Vol. 20 No. 2 · 22 January 1998

A couple of footnotes to add to the curious story of Victorian fairy-fancying told by Nicholas Penny (LRB, 1 January). The first has to do with the huge and lasting success – extending to reprints and new editions within the past twenty years or so – of the Coloured Fairy Books edited by Andrew Lang: attractively polychromatic anthologies (the Red, the Green, the Gold etc, though never the Black) of mainly traditional folk stories and legends arranged, translated (and suitably bowdlerised) by Lang and others, which were a first introduction to the polyglot riches of folklore for huge numbers of Late Victorians and Edwardians. They were well and generously illustrated, chiefly in the skilled sub-Pre-Raphaelite manner of H.J. Ford; and his drawings of princesses, goosegirls and so on, lissom and uncorseted, were undoubtedly an aid to the early erotic imaginings of generations of middle-class children.

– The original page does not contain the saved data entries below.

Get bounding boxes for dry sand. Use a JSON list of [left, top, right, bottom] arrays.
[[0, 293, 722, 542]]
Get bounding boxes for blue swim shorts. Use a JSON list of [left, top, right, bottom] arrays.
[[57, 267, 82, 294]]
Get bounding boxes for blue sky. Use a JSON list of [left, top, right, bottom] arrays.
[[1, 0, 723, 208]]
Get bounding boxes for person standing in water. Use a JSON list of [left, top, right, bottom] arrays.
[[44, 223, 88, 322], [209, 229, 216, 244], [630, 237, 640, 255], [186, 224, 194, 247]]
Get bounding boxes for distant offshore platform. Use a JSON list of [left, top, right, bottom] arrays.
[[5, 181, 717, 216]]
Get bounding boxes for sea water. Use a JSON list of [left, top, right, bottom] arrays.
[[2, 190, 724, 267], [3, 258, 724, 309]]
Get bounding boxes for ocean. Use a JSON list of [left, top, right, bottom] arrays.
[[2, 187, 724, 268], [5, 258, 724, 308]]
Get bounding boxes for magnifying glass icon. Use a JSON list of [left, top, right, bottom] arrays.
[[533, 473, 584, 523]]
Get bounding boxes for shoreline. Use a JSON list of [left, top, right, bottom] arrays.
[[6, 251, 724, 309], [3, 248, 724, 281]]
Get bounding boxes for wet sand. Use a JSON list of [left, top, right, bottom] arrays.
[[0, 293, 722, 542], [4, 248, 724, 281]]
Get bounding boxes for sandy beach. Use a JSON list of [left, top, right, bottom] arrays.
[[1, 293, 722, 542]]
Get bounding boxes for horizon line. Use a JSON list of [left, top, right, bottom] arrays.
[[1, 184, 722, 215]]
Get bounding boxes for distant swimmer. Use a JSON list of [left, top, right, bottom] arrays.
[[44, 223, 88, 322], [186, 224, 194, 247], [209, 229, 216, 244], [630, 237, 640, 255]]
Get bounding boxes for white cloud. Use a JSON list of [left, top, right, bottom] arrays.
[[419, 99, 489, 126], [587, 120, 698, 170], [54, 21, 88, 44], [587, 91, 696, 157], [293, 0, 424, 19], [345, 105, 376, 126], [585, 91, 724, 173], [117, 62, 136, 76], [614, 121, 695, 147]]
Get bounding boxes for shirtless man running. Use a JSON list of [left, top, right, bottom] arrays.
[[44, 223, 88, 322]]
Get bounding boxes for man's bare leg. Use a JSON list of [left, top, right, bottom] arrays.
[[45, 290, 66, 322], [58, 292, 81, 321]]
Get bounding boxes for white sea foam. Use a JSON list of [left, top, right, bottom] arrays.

The second concerns pantomime and music-hall. It was surely there that fairies, solid, nubile, in fleshpink tights, really made their presence felt. One chorus perfectly expresses the satisfactions, in lubricious, slightly sadistic fantasy, offered to audiences:

Oh, the fairies, Whoa the fairies!
Nothing but splendour and feminine gender!
Oh, the fairies, Whoa the fairies!
Oh for the wing of a Fairy Queen!

Does anyone know the rest of this song, and its date?

Christopher Small
Edinburgh

Vol. 20 No. 3 · 5 February 1998

I first heard ‘Whoa the Fairies’ sung with great gusto in the Players’ Theatre under the arches of Charing Cross Station some forty-five years ago. Unlike Christopher Small (Letters, 22 January), I did not think that it referred to female fairies, but that it was a (politically incorrect) reference to homosexual men. From some of the comments shouted up to the chairman when the song had ended, I gained the impression that many in the audience interpreted the words in the same fashion. I cannot remember the other verses of the song, so I do not know whether that had been the intention of the Victorian composer.

Alfred Baker
Tunbridge Wells

Vol. 20 No. 5 · 5 March 1998

I reject entirely the meaning imputed by Alfred Baker (Letters, 5 February) to the song ‘Oh the Fairies’ (not ‘Whoa’; that was the second line). I attended the Players’ Theatre regularly every week for more than thirty years, and I never once heard such suggestions made by the audience. After all, there were ladies present!

Ronald Phillips
Northwood, Middlesex

The book Late Joys at the Players’ Theatre, edited by Jean Anderson (1943), contains part of the score and the opening verse (or possibly the chorus) of ‘Oh the Fairies’, and gives the author as T.S. Lonsdale, 1878, and the composer as W.G. Eaton. The song is described as ‘No. 10 on the song sheets’. Perhaps the Players’ Theatre could help?